To obtain good results, it is critical for the implant pocket to be created just so. The limited access provided by the endoscope compromises the ability to do this. Breast implant insertion through the armpit, with or without the use of an endoscope, has been around for nearly thirty years. The technique has never caught on widely because malposition of the implant is more common with this approach. This looks much worse than any scar. In addition, if any bleeding occurs, it may be impossible to deal with through this incision. Finally, if there is any need for a revision of the surgery later, for any reason, a not uncommon occurrence, it cannot be done through the armpit. Even the surgeon who pioneered breast augmentation through the armpit no longer promotes this approach.
I cannot emphasize enough how ridiculous it is to try to put in a breast implant through the belly button, the so-called TUBA (trans-umbilical breast augmentation). As I said above, this is truly a case of a hammer in search of a nail. What it does is make an easy operation very difficult. You can do the operation this way but you are limited to saline implants. I have to ask why go to all this trouble to avoid a 1 inch scar hidden under the breast? Although it has been around for years, the TUBA has never gained traction and less than 1 percent of breast augmentations are done this way. I feel that surgeons who advertise this use it primarily as a marketing gimmick to draw patients to their practice who don't want a scar anywhere on their breast, then convince them to have the operation done more conventionally.
Endoscopic breast augmentation peaked during the period when only saline implants were available for breast augmentation. Since silicone gel implants came back on the market for cosmetic breast surgery in 2006, their popularity has soared. These implants are pre-filled and must be inserted using a larger incision, typically 2-3 inches long, depending on the size of the implant. For the newest, form stable ("gummy bear") implants, the incision may have to be 5 inches long. The only practical location for this incision is in the crease under the breast. Although the scar is longer, it is well hidden and problems with this scar (widening, thickening, etc.) are uncommon. Trying to put a gel implant in through a small incision is like trying to put tooth paste back into the tube! Try that sometime.
There is one final location for an incision to insert breast implants. This is along the edge of the areola. The length of this incision is limited and it may not be an option at all for women with small areolae, or those needing a large implant. I intensely dislike this location. The nipple/areola is the aesthetic focal point of the female breast. This is what draws our eyes.
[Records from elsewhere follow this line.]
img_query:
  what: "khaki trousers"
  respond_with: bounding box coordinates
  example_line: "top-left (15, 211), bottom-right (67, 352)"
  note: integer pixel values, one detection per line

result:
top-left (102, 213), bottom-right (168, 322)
Any scar there, no matter how fine, will be visible and detract aesthetically, not to mention clearly showing that you have had surgery. It is more difficult than the more straightforward incision in the crease under the breast, has a greater chance of reducing sensitivity of the nipple, and may affect breast feeding later. Why would you want to do this?
I advocate strongly in my patients for an incision under the breasts, for all the above reasons, regardless of what implant type or size they choose.